La mannequin américaine Bella Hadid a récemment enflammé l’avant-première de la série « The Beauty », le nouveau thriller signé Ryan Murphy. Sa tenue rouge signée Schiaparelli a déclenché une vague de réactions, partagées entre fascination et malaise. Une robe, une silhouette, un débat.
Un rouge ardent, signature couture
Confectionnée par la maison Schiaparelli, réputée pour ses créations sculpturales et conceptuelles, la robe longue épousait le corps de Bella Hadid dans un satin rouge intense. Le col licou encadrait son cou avec élégance, tandis qu’un plastron moulé, inspiré de l’anatomie humaine, créait un effet visuel saisissant. Ce détail rappelait les silhouettes dites audacieuses que la griffe avait l’habitude de proposer.
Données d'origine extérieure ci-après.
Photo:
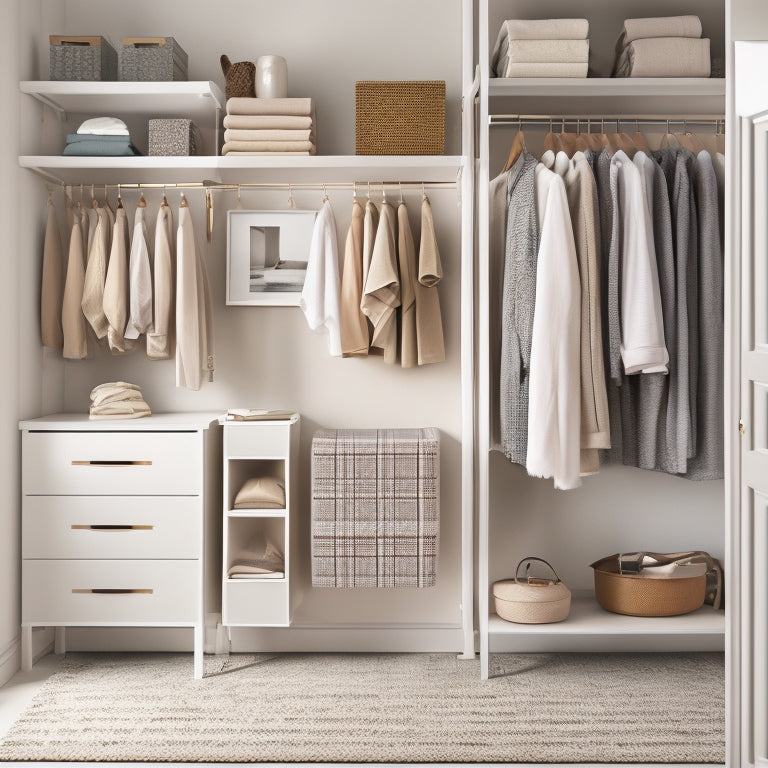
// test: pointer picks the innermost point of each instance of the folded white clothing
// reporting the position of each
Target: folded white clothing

En 2021 déjà, Bella Hadid marquait les esprits au Festival de Cannes avec une robe noire aux ornements dorés en forme d’organes respiratoires. Son lien avec Schiaparelli, plus qu’un simple partenariat, devenait ici une collaboration artistique à part entière.
Voir cette publication sur Instagram
Une robe pensée comme un rôle
La teinte écarlate fait écho au personnage de Ruby, qu’elle incarne dans la série « The Beauty ». Dans les premières images du film, Bella apparaît en tenue rouge sur une moto, regard dur et allure tranchante. L’avant-première a donc pris des airs de performance, brouillant les frontières entre actrice et muse. Le contraste entre le tissu fluide et la rigidité du plastron renforçait cette dualité : entre force et vulnérabilité. Côté accessoires, tout était minimal : escarpins vernis, mise en beauté sobre et sophistiquée, lèvres assorties à la robe, chevelure disciplinée.
Réactions partagées : admiration et malaise
Comme souvent avec Bella Hadid, les réactions n’ont pas tardé à se diviser.
- Côté éloges : « sculpturale », « inoubliable » ou encore « vision moderne de la haute couture ».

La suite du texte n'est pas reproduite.